Authors: Laken Cane
Tags: #Literature & Fiction, #Genre Fiction, #Horror, #Science Fiction & Fantasy, #Fantasy, #Paranormal & Urban
The assassin was gone when she got home. She wasn’t really
surprised.
All that remained of him were spots of blood on the walls,
the glass—broken and sharp upon the floor—from the water Denim had brought him,
and a note.
I’ll be back.
As though she wouldn’t kill him.
And maybe she wouldn’t. Because if she’d really meant to
kill him, she would have already.
The shameful thing was, despite Gunnar’s fear and his
torture at the hands of Will the Assassin, she could use Orson Blackthorne’s
scarred son.
Will would know a lot about his father, about the Shop, about
COS. About Karin. Even if he pretended otherwise.

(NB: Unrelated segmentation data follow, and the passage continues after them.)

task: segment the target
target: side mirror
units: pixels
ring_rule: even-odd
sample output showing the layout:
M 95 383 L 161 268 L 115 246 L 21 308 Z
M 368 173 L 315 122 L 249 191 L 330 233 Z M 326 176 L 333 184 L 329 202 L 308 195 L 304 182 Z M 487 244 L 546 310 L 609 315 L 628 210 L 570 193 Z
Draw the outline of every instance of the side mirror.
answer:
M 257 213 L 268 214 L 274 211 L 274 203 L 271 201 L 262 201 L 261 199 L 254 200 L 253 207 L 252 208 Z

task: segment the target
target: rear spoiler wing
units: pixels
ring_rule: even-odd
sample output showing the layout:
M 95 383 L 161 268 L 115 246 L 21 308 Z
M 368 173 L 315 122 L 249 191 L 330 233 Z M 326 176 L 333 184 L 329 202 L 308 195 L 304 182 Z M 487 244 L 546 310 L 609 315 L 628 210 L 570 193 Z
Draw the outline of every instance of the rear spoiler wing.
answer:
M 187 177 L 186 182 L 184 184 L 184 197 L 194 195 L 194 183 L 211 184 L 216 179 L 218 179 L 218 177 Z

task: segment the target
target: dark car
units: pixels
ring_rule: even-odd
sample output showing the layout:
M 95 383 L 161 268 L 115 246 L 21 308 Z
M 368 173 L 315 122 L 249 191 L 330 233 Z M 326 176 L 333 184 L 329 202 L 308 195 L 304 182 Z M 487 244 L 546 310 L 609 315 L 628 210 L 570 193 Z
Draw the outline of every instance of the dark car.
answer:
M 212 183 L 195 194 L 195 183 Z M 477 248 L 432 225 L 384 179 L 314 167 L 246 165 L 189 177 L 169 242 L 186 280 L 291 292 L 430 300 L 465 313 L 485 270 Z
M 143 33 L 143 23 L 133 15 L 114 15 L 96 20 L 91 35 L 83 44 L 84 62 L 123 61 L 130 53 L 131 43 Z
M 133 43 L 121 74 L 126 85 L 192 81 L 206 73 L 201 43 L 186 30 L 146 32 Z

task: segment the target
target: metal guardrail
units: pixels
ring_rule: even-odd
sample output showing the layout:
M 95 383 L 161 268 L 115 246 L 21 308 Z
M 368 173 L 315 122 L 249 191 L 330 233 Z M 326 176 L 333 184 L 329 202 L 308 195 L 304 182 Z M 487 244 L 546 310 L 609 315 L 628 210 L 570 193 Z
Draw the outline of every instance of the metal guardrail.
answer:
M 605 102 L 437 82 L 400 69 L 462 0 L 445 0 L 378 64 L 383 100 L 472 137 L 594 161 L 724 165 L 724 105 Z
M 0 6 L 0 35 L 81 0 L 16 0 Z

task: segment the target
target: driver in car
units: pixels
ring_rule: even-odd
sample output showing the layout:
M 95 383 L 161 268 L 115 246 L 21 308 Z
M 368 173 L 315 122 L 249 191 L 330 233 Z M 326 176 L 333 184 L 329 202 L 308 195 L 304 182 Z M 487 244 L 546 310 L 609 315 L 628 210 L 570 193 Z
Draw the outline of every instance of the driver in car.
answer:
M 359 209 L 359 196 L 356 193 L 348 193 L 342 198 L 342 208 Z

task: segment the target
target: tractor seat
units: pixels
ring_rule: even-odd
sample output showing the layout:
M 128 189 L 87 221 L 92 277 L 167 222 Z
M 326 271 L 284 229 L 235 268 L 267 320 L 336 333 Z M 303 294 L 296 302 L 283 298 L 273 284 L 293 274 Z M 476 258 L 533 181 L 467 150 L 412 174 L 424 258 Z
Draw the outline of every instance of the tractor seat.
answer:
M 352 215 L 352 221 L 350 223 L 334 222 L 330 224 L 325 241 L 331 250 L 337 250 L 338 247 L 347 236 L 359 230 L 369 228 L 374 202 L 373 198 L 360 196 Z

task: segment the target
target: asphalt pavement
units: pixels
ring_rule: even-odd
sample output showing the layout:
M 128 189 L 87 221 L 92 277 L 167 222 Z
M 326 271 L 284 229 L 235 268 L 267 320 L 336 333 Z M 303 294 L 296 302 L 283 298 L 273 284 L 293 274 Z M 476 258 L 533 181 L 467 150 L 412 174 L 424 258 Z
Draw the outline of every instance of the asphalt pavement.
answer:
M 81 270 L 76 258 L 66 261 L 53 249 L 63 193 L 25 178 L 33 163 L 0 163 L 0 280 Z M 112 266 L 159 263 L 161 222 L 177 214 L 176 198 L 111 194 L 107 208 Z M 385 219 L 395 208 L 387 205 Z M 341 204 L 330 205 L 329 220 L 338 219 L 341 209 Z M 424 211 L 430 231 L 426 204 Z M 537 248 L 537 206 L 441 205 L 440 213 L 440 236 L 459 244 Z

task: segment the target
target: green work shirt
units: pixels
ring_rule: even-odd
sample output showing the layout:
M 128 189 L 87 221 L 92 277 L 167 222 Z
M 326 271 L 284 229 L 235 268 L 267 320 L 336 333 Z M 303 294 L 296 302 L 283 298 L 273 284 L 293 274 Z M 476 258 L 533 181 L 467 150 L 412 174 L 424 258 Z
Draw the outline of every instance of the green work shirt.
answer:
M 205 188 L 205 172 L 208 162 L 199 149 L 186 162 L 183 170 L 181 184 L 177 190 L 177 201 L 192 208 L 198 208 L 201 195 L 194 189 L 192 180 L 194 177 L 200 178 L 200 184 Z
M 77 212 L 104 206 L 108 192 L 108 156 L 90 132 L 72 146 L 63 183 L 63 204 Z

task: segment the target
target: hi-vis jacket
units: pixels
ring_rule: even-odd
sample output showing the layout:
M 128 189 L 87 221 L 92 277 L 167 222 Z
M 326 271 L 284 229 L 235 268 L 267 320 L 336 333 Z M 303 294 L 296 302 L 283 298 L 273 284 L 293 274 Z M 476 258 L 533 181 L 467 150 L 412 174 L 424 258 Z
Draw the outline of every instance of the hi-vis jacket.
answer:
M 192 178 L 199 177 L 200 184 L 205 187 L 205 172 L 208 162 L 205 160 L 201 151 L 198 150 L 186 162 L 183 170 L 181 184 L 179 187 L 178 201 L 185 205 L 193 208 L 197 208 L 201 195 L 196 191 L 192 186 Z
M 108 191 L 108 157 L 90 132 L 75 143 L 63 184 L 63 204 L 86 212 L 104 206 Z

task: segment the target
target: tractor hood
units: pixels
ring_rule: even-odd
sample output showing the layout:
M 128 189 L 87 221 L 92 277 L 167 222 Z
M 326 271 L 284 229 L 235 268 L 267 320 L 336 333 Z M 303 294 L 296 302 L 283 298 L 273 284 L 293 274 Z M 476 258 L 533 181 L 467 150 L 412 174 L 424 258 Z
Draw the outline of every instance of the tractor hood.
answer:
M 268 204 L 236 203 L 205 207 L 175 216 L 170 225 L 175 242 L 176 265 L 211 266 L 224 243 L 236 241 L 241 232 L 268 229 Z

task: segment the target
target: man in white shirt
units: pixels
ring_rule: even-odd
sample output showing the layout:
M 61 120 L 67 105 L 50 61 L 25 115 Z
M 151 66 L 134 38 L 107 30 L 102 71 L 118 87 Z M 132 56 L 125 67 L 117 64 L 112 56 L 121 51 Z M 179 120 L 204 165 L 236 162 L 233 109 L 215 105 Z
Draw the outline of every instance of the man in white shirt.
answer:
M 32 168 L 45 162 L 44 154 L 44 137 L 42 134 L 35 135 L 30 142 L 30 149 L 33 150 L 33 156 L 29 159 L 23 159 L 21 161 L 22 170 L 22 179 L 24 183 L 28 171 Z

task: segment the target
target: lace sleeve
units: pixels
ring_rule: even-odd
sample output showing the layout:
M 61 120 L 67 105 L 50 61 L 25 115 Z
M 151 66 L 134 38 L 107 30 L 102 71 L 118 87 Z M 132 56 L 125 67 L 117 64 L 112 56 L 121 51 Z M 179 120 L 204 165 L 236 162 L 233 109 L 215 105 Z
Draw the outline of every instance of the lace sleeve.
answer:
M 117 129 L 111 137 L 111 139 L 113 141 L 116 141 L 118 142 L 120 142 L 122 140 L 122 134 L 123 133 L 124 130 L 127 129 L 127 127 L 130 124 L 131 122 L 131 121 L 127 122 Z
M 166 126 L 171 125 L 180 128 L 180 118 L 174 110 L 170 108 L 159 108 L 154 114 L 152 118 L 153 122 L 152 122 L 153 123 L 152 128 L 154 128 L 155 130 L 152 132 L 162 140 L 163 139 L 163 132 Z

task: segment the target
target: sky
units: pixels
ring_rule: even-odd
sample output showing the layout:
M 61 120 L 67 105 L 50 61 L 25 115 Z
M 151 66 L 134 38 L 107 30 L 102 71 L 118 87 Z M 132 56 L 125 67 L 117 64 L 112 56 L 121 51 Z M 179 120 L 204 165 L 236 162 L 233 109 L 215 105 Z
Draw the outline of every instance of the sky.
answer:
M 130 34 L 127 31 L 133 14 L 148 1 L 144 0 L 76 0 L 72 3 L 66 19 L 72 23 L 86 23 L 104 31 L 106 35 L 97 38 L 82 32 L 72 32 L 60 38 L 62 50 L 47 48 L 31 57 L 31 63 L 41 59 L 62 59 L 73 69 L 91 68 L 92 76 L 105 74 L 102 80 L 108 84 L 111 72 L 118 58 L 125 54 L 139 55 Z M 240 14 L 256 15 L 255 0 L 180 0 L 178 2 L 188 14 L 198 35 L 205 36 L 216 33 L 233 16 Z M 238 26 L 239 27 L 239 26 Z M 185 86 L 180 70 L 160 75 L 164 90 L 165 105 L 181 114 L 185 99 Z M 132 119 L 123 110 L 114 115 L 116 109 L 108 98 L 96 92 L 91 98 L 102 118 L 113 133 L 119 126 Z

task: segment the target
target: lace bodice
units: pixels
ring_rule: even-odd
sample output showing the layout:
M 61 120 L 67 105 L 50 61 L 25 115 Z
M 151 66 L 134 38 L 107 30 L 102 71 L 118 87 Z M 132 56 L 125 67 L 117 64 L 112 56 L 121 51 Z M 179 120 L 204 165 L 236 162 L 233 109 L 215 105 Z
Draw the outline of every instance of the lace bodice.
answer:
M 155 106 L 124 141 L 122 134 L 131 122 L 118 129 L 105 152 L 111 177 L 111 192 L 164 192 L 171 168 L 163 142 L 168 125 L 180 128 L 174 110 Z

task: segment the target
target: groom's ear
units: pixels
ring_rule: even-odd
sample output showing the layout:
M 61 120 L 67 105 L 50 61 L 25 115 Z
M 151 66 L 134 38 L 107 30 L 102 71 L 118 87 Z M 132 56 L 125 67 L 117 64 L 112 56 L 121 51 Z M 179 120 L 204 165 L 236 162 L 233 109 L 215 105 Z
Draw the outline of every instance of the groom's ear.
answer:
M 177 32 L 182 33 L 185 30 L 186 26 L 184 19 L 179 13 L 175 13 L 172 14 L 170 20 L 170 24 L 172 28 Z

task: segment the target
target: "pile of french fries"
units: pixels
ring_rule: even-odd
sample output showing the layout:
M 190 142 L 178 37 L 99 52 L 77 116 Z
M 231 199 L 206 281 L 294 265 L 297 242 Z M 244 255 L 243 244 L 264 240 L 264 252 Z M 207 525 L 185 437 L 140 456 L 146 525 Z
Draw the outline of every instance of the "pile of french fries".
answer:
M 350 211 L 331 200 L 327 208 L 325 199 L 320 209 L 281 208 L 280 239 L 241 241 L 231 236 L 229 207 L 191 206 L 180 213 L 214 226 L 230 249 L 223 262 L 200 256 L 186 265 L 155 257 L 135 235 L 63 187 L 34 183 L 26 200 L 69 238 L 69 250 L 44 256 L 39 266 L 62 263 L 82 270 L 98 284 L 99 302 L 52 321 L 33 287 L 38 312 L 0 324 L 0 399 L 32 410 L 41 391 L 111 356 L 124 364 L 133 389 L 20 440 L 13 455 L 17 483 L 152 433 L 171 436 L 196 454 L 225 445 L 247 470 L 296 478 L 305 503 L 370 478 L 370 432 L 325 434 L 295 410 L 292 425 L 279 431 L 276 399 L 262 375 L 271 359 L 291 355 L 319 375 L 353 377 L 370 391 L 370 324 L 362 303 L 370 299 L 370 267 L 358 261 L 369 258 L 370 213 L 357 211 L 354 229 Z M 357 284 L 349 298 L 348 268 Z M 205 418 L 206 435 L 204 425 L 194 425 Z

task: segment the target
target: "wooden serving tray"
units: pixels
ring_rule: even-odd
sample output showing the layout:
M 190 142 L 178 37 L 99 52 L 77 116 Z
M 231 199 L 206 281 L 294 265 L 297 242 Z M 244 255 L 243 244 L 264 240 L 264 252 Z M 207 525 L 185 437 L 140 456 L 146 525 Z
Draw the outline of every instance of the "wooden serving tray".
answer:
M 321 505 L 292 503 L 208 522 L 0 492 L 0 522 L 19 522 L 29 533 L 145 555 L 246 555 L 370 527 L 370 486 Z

He could help her find the baby.
And if she’d have told Gunnar that, he’d have understood.
When she and the crew arrived back in River County, they
went their separate ways to recover from their time in the lab.
It’d affected them all.
After she’d showered, Strad pulled her into her bedroom and
put her to bed. He’d gone to the kitchen, come back with food, and watched from
a chair in the corner of her room until she’d finished every bite.
She’d been right.
When they returned home, things went back to normal.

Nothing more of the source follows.